Qu’est-ce qu’un abandonware ?

Un abandonware est un jeu « abandonné »: bien qu’il ne soit pas encore tombé dans le domaine public, personne ne va réclamer de droits pour sa possession ou sa diffusion. La pratique qui consiste à faire revivre un logiciel tombé dans l’oubli est propre au jeu vidéo du fait du constant renouvellement des consoles (5 ans en moyenne), de l’obsolescence rapide d’un jeu (la commercialisation de certains jeux à l’échec foudroyant n’est que de quelques mois), et du défi technique (les jeux d’ancienne génération ne fonctionnent habituellement pas sur les ordinateurs récents ou les consoles suivantes).

Manettes de consoles de jeux vidéo rétro gaming
Florilège de manettes de consoles de jeu vidéo.

Quid de la légalité des abandonwares ?

Les abandonwares représentent un casse-tête légal en raison de la disproportion entre la durée légale d’une œuvre (logiquement 70 ans) et la durée de vie commerciale d’un jeu (une dizaine d’années au maximum).
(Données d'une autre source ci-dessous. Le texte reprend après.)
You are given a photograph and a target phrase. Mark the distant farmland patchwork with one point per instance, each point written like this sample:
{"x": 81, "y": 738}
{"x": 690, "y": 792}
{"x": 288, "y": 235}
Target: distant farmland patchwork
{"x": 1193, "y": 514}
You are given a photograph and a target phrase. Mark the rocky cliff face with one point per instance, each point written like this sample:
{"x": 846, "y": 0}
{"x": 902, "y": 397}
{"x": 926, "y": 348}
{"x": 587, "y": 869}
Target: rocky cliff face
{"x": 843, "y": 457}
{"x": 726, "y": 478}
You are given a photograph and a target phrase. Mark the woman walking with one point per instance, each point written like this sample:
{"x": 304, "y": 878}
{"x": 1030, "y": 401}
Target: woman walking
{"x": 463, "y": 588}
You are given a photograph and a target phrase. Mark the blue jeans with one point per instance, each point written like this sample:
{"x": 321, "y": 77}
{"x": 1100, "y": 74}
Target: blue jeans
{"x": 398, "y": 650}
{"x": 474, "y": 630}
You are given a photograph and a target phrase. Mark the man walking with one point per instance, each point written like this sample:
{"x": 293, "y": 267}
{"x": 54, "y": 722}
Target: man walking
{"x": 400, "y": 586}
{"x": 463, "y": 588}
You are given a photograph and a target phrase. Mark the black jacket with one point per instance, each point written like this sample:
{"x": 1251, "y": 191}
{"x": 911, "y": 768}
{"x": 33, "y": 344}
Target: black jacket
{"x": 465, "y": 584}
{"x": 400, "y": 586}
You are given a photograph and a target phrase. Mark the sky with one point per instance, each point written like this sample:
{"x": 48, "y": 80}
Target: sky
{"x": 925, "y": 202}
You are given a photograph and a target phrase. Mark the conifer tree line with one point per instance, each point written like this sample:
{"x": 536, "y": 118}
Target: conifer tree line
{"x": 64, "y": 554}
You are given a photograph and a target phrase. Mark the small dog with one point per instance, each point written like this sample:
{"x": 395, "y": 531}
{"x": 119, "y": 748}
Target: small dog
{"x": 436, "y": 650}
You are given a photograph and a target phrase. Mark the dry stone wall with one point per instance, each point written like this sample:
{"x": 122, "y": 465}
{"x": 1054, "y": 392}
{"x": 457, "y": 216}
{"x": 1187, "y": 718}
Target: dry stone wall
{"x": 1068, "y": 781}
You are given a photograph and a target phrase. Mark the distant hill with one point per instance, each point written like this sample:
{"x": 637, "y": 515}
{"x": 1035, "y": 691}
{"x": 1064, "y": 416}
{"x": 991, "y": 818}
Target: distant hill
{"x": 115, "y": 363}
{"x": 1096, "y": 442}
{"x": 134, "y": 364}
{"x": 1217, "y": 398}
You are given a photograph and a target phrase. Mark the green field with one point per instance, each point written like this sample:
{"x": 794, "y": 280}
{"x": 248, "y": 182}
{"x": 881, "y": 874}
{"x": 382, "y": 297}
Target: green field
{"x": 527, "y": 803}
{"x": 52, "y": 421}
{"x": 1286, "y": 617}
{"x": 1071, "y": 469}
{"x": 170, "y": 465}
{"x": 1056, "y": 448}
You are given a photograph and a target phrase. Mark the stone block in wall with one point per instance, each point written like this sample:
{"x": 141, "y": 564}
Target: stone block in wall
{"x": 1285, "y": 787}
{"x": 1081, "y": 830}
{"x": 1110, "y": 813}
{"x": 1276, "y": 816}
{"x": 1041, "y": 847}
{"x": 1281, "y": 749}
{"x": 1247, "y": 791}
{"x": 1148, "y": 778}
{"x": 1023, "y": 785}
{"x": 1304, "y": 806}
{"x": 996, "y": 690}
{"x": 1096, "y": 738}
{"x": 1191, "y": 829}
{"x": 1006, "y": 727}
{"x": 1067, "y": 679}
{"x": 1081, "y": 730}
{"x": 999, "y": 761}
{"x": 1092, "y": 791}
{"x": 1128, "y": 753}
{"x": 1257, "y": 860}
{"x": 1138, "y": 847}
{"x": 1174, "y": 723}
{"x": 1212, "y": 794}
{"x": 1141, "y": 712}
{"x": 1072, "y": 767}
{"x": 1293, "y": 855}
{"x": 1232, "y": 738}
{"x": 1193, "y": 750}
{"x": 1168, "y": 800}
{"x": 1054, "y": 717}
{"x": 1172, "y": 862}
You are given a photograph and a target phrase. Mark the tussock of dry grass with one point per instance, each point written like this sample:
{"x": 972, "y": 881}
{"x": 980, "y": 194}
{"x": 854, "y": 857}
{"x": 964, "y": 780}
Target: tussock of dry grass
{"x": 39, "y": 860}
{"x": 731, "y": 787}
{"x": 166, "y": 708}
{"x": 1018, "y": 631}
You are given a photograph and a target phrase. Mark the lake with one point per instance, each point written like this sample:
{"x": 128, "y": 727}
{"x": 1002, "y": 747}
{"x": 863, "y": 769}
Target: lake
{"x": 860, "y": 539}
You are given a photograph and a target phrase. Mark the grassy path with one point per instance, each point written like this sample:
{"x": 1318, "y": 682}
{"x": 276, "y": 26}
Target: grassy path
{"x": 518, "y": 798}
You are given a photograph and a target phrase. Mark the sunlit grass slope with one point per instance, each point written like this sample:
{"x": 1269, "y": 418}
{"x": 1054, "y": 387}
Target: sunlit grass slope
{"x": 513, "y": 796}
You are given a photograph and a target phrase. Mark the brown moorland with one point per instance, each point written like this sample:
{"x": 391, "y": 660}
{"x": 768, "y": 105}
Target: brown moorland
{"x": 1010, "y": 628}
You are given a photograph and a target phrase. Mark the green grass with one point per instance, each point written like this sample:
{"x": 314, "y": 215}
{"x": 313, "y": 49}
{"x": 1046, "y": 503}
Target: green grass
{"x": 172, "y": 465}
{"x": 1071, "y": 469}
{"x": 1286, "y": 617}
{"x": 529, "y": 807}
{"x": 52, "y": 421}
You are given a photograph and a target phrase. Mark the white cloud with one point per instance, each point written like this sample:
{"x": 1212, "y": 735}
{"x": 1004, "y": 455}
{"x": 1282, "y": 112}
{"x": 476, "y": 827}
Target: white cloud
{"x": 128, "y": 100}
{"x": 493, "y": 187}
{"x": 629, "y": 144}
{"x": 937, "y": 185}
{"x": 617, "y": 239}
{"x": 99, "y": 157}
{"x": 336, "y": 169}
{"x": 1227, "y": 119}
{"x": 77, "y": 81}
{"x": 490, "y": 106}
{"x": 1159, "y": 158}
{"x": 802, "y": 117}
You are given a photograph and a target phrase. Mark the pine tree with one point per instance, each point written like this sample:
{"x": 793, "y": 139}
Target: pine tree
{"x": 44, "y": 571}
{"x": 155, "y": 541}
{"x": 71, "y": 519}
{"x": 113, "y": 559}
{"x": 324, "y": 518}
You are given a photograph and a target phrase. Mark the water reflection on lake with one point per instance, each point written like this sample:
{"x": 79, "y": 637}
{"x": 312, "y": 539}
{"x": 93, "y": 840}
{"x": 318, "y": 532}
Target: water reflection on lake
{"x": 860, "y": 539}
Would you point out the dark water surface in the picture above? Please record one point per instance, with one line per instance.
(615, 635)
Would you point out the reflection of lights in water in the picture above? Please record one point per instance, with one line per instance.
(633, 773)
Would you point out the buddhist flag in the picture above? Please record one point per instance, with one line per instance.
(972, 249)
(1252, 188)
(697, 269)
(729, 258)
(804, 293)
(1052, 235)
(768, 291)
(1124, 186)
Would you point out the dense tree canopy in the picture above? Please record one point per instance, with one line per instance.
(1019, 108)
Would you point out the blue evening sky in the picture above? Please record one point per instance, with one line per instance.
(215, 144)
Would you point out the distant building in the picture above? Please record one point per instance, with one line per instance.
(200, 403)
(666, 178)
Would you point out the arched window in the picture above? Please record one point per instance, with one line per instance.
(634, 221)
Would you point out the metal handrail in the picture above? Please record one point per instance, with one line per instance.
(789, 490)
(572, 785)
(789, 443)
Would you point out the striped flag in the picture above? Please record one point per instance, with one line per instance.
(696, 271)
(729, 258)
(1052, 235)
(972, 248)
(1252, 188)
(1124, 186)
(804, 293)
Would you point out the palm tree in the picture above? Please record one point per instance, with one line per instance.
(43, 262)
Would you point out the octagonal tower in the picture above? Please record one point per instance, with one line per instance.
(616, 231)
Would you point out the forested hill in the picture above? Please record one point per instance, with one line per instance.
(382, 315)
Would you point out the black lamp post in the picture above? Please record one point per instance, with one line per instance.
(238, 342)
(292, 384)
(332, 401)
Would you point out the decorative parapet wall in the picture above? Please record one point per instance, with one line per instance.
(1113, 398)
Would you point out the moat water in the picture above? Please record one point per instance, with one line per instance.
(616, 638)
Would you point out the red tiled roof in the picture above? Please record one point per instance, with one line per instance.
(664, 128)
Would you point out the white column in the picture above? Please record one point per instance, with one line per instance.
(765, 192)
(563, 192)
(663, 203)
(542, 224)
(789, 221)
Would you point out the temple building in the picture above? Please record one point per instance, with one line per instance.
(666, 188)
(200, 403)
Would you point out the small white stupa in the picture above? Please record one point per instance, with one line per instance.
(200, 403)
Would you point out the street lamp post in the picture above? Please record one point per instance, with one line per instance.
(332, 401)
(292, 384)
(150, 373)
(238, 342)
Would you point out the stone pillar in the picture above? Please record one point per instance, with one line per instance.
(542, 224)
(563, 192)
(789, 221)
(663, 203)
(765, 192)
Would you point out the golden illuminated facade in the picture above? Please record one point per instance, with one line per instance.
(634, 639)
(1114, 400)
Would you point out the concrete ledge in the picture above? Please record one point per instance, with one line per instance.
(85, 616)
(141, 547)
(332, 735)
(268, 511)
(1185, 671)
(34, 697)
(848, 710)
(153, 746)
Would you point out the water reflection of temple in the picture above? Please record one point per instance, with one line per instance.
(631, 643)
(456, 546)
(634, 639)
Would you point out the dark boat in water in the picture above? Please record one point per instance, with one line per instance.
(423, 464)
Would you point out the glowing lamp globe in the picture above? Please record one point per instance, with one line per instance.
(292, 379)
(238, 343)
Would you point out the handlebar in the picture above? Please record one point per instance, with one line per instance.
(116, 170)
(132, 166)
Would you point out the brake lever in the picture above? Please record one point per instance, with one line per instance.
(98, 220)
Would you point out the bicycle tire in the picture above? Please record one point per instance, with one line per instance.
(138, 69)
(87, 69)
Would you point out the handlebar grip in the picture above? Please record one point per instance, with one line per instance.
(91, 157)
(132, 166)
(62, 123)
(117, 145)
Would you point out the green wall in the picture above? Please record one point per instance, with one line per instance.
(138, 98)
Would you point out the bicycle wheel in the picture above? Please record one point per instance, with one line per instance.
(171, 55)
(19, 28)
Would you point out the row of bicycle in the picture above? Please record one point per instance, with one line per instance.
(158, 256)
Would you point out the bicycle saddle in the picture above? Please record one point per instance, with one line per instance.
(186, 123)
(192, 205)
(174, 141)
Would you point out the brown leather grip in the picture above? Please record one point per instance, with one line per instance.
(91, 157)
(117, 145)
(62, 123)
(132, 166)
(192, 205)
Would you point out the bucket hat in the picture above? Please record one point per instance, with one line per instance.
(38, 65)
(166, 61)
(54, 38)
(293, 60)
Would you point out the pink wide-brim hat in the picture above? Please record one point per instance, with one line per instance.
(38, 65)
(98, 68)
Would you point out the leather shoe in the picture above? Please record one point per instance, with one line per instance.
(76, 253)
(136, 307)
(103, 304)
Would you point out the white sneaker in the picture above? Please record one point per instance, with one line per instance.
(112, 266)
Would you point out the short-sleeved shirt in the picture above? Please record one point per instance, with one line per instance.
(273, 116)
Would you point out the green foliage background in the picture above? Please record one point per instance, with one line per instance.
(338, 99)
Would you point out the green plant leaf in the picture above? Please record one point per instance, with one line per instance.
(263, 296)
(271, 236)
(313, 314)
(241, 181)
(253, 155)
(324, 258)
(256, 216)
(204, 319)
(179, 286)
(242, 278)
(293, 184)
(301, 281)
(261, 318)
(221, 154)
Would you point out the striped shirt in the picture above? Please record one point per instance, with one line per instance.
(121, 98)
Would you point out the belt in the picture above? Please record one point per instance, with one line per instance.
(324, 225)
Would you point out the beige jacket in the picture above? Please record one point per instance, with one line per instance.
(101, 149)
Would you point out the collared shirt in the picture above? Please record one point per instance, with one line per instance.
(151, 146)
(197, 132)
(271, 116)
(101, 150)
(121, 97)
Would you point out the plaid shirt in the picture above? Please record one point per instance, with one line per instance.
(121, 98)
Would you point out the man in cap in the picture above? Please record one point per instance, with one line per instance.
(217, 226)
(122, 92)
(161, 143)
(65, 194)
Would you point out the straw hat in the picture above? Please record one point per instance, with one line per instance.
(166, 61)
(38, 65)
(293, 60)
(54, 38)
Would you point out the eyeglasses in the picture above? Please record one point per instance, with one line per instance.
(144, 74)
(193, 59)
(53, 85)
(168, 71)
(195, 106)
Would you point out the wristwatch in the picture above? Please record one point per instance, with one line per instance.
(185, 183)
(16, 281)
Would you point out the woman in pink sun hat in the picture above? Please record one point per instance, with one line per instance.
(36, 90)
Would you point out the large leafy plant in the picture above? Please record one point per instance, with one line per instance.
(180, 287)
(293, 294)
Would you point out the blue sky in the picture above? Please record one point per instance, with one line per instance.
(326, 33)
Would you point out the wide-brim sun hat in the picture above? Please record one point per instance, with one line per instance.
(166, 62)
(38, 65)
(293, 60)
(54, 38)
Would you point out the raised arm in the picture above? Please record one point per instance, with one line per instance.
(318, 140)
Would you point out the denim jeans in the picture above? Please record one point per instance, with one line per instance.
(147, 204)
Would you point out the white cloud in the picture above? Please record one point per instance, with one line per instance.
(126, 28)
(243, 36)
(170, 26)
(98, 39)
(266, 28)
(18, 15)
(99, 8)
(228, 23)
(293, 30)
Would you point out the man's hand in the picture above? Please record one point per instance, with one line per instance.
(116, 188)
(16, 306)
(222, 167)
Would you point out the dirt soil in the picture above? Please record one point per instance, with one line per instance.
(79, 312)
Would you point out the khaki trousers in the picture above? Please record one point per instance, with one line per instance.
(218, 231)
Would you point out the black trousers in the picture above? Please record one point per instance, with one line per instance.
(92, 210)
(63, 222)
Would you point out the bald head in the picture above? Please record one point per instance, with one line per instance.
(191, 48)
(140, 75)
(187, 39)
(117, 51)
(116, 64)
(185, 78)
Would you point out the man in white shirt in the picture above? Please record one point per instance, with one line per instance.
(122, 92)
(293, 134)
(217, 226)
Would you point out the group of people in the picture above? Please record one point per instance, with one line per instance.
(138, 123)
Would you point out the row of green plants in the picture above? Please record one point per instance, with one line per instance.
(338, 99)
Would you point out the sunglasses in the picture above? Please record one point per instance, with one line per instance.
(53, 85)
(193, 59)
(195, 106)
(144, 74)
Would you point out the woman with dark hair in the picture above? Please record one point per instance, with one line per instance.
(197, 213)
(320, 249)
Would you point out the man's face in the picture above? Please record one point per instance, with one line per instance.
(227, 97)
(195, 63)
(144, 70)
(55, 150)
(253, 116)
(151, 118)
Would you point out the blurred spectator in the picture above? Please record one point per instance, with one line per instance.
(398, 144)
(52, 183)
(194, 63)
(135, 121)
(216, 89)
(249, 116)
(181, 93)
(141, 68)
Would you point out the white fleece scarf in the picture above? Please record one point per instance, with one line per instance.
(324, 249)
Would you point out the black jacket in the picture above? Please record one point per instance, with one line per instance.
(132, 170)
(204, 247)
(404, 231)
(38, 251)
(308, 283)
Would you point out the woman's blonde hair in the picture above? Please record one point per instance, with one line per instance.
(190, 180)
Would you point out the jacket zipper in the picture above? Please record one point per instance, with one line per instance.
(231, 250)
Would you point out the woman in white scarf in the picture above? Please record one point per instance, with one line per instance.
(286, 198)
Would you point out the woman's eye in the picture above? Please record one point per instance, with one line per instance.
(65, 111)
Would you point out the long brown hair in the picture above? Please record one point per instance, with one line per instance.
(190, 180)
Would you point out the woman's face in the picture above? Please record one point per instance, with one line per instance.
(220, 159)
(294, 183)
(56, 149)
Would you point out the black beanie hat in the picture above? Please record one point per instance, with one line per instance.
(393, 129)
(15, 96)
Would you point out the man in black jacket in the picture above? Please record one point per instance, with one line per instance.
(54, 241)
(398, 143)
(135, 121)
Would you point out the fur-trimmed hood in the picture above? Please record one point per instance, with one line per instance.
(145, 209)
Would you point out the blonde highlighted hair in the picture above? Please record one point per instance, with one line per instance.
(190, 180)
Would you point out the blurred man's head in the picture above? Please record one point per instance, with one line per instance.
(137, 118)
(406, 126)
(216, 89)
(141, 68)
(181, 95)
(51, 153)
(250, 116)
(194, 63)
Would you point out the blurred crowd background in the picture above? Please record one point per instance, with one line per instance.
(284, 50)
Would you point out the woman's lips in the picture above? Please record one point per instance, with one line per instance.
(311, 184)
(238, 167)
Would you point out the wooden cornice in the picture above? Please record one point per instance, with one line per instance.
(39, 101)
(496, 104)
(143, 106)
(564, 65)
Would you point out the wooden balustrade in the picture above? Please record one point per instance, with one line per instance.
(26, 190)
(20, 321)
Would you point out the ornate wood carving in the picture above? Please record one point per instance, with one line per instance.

Cependant, au vu de l’ampleur du phénomène rétro gaming ces dernières années, la majorité des éditeurs et des constructeurs de consoles ont mis le holà à partir de 2006. Les consoles de septième génération (Xbox 360, Wii, PS3) possèdent leurs propres plateformes de téléchargement de jeux d’ancienne génération, ce qui signifie qu’il faut désormais payer pour jouer ce que les nostalgiques avaient l’habitude d’émuler hier.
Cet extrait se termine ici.